For another example, when the value of N is set to 5, you can use 00000 to record a total of 0 faces, use 00001 to record a total of 1 face, use 00010 to record a total of 2 faces, and use 00011 to record a total of 3 faces. A total of 4 faces, etc. are recorded using 00100.

Using bit-based information to record, on the one hand, the results of image processing by different image recognition algorithms can be recorded in a unified manner, which is convenient for subsequent video processing operations; on the other hand, it can also greatly save storage space.

Optionally, through multiple application tests, it is widely applicable to video clips including different contents and does not occupy much storage space. Preferably, N is equal to 8.

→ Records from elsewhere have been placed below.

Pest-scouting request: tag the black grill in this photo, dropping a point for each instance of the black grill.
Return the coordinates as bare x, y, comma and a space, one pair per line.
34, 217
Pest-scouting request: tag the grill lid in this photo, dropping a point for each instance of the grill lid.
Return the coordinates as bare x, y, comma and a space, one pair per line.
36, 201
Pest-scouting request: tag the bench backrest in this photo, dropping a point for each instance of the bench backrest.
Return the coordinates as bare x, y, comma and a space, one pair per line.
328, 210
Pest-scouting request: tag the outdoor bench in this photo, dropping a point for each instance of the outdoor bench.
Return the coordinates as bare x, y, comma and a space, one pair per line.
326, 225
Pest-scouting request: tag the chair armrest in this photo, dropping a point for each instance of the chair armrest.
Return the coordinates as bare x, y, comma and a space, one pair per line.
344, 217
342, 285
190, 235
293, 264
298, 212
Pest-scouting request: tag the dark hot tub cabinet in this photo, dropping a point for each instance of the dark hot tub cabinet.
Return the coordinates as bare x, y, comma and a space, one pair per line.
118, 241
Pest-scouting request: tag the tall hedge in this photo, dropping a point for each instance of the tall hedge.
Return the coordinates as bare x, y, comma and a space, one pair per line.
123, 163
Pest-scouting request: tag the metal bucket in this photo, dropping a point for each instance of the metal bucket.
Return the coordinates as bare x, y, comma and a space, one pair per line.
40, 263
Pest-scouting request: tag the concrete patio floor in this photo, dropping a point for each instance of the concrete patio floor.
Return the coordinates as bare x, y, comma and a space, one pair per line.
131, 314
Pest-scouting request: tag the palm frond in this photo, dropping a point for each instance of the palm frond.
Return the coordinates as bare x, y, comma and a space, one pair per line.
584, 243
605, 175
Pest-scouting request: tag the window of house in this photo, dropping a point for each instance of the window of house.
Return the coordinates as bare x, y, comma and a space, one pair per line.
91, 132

It can be seen from the above embodiments of the present invention that the embodiments of the present invention first identify the continuous image frames in the video clip to obtain the attribute information corresponding to at least one target image frame in the continuous image frames; then, according to the attribute information corresponding to the target image frame, Obtain the mark description information of the video segment, where the mark description information includes information recorded based on bits, the length of the bits is T*N, T represents the number of object categories in the target image frame, and N is an integer greater than or equal to 4 . Therefore, the embodiment of the present invention can not only record the recognition results of consecutive image frames in the video segment by multiple image recognition algorithms in a unified manner, but also greatly save data storage space.

Example two

The second embodiment of the present application provides a video segment marking method. As shown in FIG. 2, FIG. 2 is a schematic flowchart of a video segment marking provided by an embodiment of the application, including:

Step S201: Recognizing continuous image frames in a video clip to obtain attribute information corresponding to at least one target image frame in the continuous image frames, where the attribute information includes identification mark information.

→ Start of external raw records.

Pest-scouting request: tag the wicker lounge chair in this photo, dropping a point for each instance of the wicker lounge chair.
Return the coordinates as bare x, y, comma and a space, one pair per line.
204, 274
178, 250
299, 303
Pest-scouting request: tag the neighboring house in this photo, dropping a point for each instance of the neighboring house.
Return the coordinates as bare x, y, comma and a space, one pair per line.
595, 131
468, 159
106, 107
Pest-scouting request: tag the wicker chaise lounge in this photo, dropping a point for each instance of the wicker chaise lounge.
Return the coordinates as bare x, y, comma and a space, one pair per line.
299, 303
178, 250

In this embodiment, a variety of different image recognition algorithms can be used to recognize consecutive image frames in a video clip, and the target image frame or the objects included in the target image frame are classified according to multiple angles to obtain at least one The identification mark information corresponding to the target image frame. Wherein, the identification mark information is used to identify the identification mark of at least one object category corresponding to the target image frame. One target image frame or one object in the target image frame may correspond to the identification mark of one or more object categories. A variety of different identification marks can be included.

For example, when the image recognition algorithm is used to identify the objects included in the continuous image frames in the video clip corresponding to the "object category" and "dog category", if three dogs are included in the target image frame, the identification mark information can be included. Use "DOG" to identify the corresponding identification marks of the three dogs in the "object category", and use "01", "02", and "03" to identify the corresponding identification marks of the three dogs in the "dog category".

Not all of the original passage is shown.